During my undergraduate and postgraduate years, I frequently visited Raman Research Institute (RRI) in Bangalore. I did spend a lot of time in the RRI library, which I think is one of best in the country, especially for science literature. Thanks to great conversations and encouragement of Prof. G. Srinivasan and Prof. G.S. Ranganath, who were scientists at RRI (now retired), I was able to learn very interesting aspects of astronomy, astrophysics, optics, thermodynamics and soft-matter physics. Over informal conversations with them, I learnt interesting questions as diverse as: how stars form? What is the role of surface tension in formation of a soap bubble? Can an electron move faster than light in a specific medium? How diamonds shine light? How to measure colour? And many more…

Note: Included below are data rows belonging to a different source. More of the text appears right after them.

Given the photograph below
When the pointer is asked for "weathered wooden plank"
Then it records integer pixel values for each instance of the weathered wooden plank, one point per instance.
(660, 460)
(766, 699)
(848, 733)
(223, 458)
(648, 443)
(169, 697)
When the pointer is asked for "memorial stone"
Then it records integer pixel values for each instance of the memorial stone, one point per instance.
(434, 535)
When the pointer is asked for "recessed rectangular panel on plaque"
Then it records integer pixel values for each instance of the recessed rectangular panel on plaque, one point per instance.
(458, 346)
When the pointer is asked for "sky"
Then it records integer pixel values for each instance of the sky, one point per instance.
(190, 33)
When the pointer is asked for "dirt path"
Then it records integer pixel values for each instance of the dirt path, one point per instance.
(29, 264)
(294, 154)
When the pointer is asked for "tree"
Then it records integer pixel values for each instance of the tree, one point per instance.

Questions like these were per se not part of any curricula, but what I realized that the process of answering them took me on a mini intellectual-journey so to speak, and this process has had a tremendous influence on me and my work. What was fundamental to this process was the informal conversation that I had not only with the above-mentioned gentlemen, but also with my friends.
When I started my Ph.D. at JNCASR, I had a great set of batchmates with diverse interest in atomic, molecular and optical physics, high energy physics, condensed matter physics, all sub-disciplines of chemistry, molecular biology, ecology and fluid mechanics. Invariably, our informal conversations during coffee-break, lunch and dinner used to revolve around explaining some everyday phenomena from various viewpoints. These conversations were never meant to be serious. In fact most of the time it was a joke that we were trying to explain, but invariably, the humour was built on the relevant research an individual was doing, and this added great flavour to discussion, and ended up as a joyful learning experience. Surprisingly, the memories of certain moments that we spent during these informal conversations have still remained intact in my mind, and I cherish them.

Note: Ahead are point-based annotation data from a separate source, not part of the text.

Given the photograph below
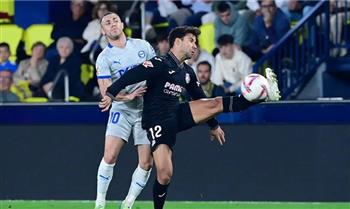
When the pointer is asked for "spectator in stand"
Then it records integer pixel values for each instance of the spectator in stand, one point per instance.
(163, 11)
(5, 84)
(31, 70)
(204, 74)
(92, 32)
(5, 63)
(231, 64)
(229, 21)
(198, 9)
(270, 27)
(162, 45)
(69, 62)
(72, 26)
(199, 56)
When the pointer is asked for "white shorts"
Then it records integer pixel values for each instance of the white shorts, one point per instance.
(121, 123)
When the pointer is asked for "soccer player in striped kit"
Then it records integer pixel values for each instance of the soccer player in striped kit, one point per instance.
(118, 57)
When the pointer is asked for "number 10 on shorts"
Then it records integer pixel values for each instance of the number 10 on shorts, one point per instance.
(155, 131)
(114, 118)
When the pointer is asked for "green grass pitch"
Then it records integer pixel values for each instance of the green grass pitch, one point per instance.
(21, 204)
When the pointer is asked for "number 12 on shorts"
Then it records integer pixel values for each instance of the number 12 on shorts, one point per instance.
(155, 131)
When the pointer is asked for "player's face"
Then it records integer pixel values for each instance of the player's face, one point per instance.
(189, 45)
(112, 26)
(38, 52)
(203, 73)
(64, 49)
(4, 54)
(5, 80)
(227, 51)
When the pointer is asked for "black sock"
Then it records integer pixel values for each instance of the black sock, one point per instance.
(236, 103)
(159, 194)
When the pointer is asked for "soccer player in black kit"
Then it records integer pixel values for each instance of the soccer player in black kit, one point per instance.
(163, 115)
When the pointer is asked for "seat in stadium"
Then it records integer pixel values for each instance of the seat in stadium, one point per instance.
(11, 34)
(37, 32)
(207, 37)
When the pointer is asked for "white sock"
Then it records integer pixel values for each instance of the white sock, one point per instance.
(138, 182)
(104, 177)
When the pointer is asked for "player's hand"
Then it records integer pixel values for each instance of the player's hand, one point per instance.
(128, 97)
(105, 103)
(218, 134)
(137, 93)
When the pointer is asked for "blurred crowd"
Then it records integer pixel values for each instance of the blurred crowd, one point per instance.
(244, 31)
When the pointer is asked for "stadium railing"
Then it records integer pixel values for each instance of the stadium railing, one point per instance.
(297, 56)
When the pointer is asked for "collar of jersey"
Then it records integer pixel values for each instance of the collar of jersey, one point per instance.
(111, 46)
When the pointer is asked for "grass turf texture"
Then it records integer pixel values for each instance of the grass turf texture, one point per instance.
(21, 204)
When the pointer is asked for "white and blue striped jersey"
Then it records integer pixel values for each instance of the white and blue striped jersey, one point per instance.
(113, 62)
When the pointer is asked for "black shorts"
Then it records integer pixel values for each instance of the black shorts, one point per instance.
(165, 131)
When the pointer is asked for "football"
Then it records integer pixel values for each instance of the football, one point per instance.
(254, 87)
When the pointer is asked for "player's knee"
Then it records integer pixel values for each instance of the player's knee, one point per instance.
(146, 164)
(214, 103)
(109, 158)
(164, 176)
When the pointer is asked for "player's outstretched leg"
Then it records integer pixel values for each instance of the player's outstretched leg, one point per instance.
(162, 160)
(204, 109)
(140, 176)
(113, 146)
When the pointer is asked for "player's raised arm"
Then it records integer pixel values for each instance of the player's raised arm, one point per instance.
(144, 71)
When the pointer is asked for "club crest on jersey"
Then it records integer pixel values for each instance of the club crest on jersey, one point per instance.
(147, 64)
(142, 54)
(187, 78)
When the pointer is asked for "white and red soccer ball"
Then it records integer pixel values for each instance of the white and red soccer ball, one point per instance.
(254, 87)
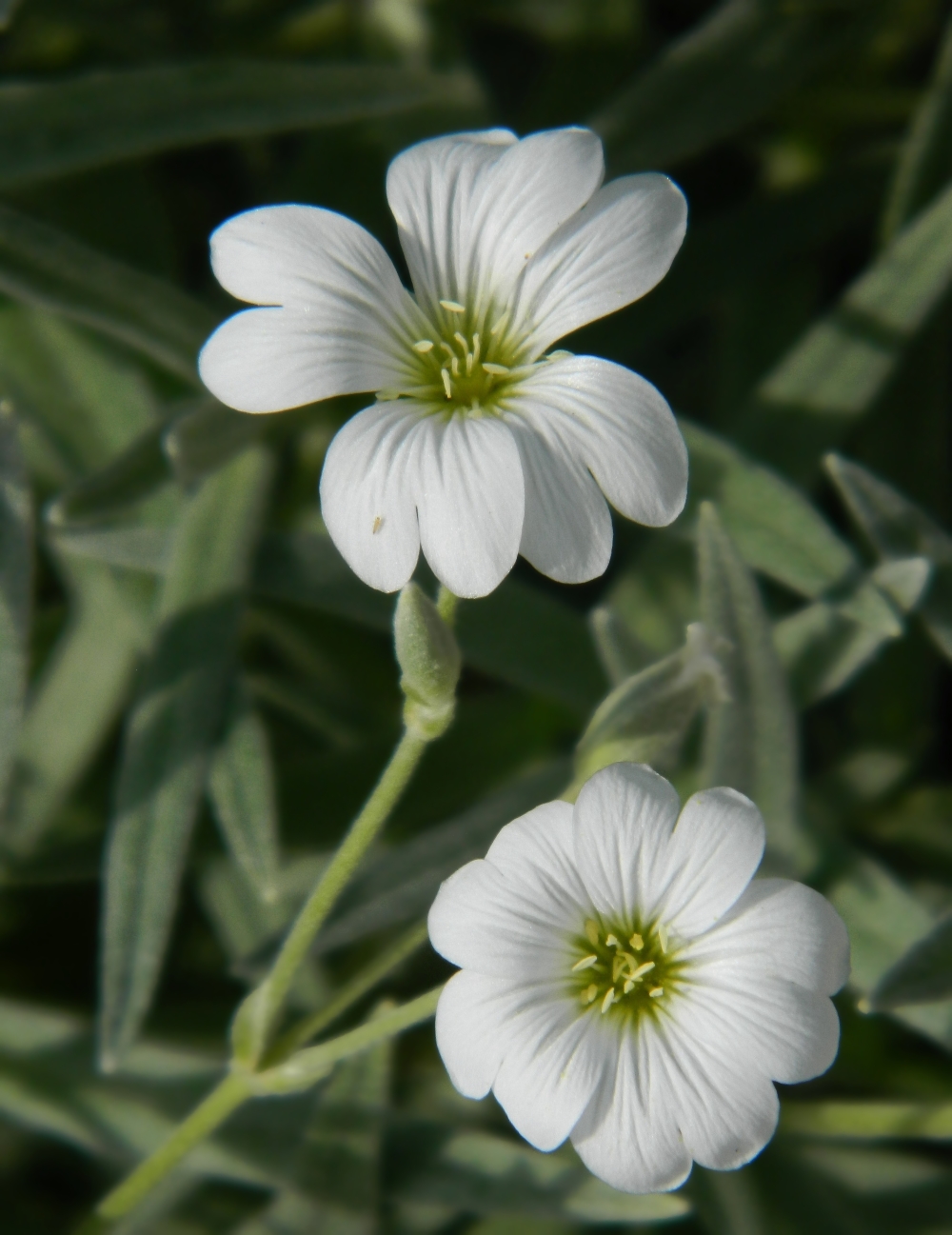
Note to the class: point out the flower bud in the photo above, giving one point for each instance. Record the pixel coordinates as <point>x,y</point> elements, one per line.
<point>428,660</point>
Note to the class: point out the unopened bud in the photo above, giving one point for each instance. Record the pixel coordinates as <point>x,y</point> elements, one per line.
<point>428,660</point>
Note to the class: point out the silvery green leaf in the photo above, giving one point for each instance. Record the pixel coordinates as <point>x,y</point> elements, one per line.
<point>47,269</point>
<point>170,734</point>
<point>241,788</point>
<point>52,129</point>
<point>884,922</point>
<point>774,527</point>
<point>898,528</point>
<point>922,976</point>
<point>841,366</point>
<point>645,718</point>
<point>751,741</point>
<point>16,577</point>
<point>78,697</point>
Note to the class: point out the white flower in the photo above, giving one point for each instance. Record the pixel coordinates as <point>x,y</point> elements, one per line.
<point>481,446</point>
<point>626,985</point>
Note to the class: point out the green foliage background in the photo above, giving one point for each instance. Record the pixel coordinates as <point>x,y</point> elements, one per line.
<point>192,685</point>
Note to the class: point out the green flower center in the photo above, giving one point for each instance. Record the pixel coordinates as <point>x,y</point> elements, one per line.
<point>464,366</point>
<point>625,968</point>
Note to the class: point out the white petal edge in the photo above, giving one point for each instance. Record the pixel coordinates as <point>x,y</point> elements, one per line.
<point>472,209</point>
<point>470,502</point>
<point>711,856</point>
<point>345,323</point>
<point>624,819</point>
<point>618,427</point>
<point>367,493</point>
<point>606,256</point>
<point>566,528</point>
<point>628,1135</point>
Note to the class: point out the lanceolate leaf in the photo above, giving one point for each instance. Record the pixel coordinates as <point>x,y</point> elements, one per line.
<point>41,266</point>
<point>241,787</point>
<point>50,129</point>
<point>897,528</point>
<point>751,739</point>
<point>78,698</point>
<point>720,77</point>
<point>16,556</point>
<point>835,374</point>
<point>170,734</point>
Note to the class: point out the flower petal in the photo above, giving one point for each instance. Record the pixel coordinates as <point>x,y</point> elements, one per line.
<point>713,855</point>
<point>727,1108</point>
<point>485,922</point>
<point>624,820</point>
<point>552,1063</point>
<point>470,502</point>
<point>470,1029</point>
<point>368,488</point>
<point>767,1026</point>
<point>607,254</point>
<point>566,528</point>
<point>615,424</point>
<point>347,324</point>
<point>628,1135</point>
<point>472,209</point>
<point>781,928</point>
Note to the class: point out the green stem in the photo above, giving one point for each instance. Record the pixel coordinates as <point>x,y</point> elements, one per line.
<point>300,1034</point>
<point>228,1094</point>
<point>271,993</point>
<point>446,603</point>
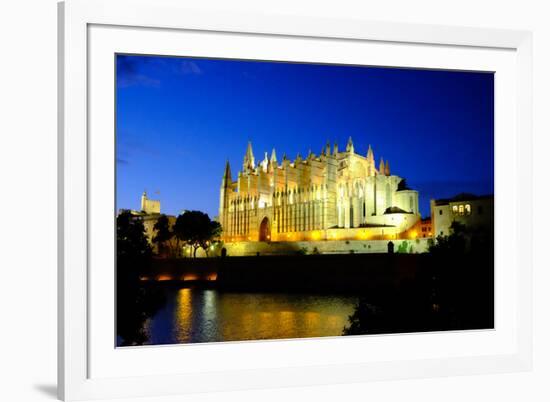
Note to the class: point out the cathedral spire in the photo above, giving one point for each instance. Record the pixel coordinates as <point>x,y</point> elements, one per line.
<point>227,174</point>
<point>349,147</point>
<point>382,168</point>
<point>370,154</point>
<point>249,158</point>
<point>265,162</point>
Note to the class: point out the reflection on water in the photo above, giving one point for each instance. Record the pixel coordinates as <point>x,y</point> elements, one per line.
<point>205,315</point>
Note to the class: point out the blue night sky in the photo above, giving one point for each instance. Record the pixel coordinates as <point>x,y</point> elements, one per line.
<point>180,119</point>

After finishing my Ph.D., I moved to Barcelona, and then to the US. The informal conversations still played a critical role in my everyday research. Being in labs with great scientific, cultural, linguistic and artistic diversity, what I learnt was that the same science that I had learnt was viewed with different spectacles. It means analogies to explain a specific scientific concept depended on the person’s personal history. This added tremendous variety and richness to informal conversations on science. It also helped me appreciate diversity in viewpoints, and a bit of understanding on different cultures of doing science.
In my own research group, informal conversations on science and research play a very important role in our everyday research. Majority of the time we spend asking questions that help clarify our research, and further add new insights to the work we are doing. This process is generally through a conversation. Research students also learn from each other by talking on science in an informal way, and this percolation of knowledge is as important as reading research papers, and attending talks. Note that other form of scientific communication such as journals, research talks, posters are still the bedrocks of research, but the informal conversations on work plays a significant role in how we perform our research.
This human interaction through conversation is the reason why attending conferences and meetings is still a very important part of scientific life. Even when we have read research papers of an author, we obtain new insight on the same work when we converse with the author, in person. This valuable interaction adds a new dimension to our thoughts, and gives us an opportunity to express ideas which sometimes may get lost in formal communication channels.
Another intriguing but equally interesting aspect of doing science is to have an informal conversation with oneself on concepts and questions we are trying to address. Invariably, I end up understanding something when I try to explain it, first to myself and then to others. This process of “self-talk” is a very useful way to clarify ideas and identify a loophole in my own arguments. What is also interesting is that what we call as “our own thoughts”, are essentially words and images that we have borrowed from an external source. A quote attributed to Alan Watts nicely summarizes this point:
We seldom realize, for example, that our most private thoughts and emotions are not actually our own. For we think in terms of languages and images which we did not invent, but which were given to us by our society.
Verbal conversations are important part of human interaction. We learn, unlearn and relearn many things by talking to each other in an informal setting. Not only we exchange ideas during conversations, but also create new ones. Let me end by quotingthe Oxford scholar Theodore Zeldine:
Conversation is a meeting of minds with different memories and habits. When minds meet, they don’t just exchange facts: they transform them, reshape them, draw different implications from them, and engage in new trains of thought. Conversation doesn’t just reshuffle the cards: it creates new cards.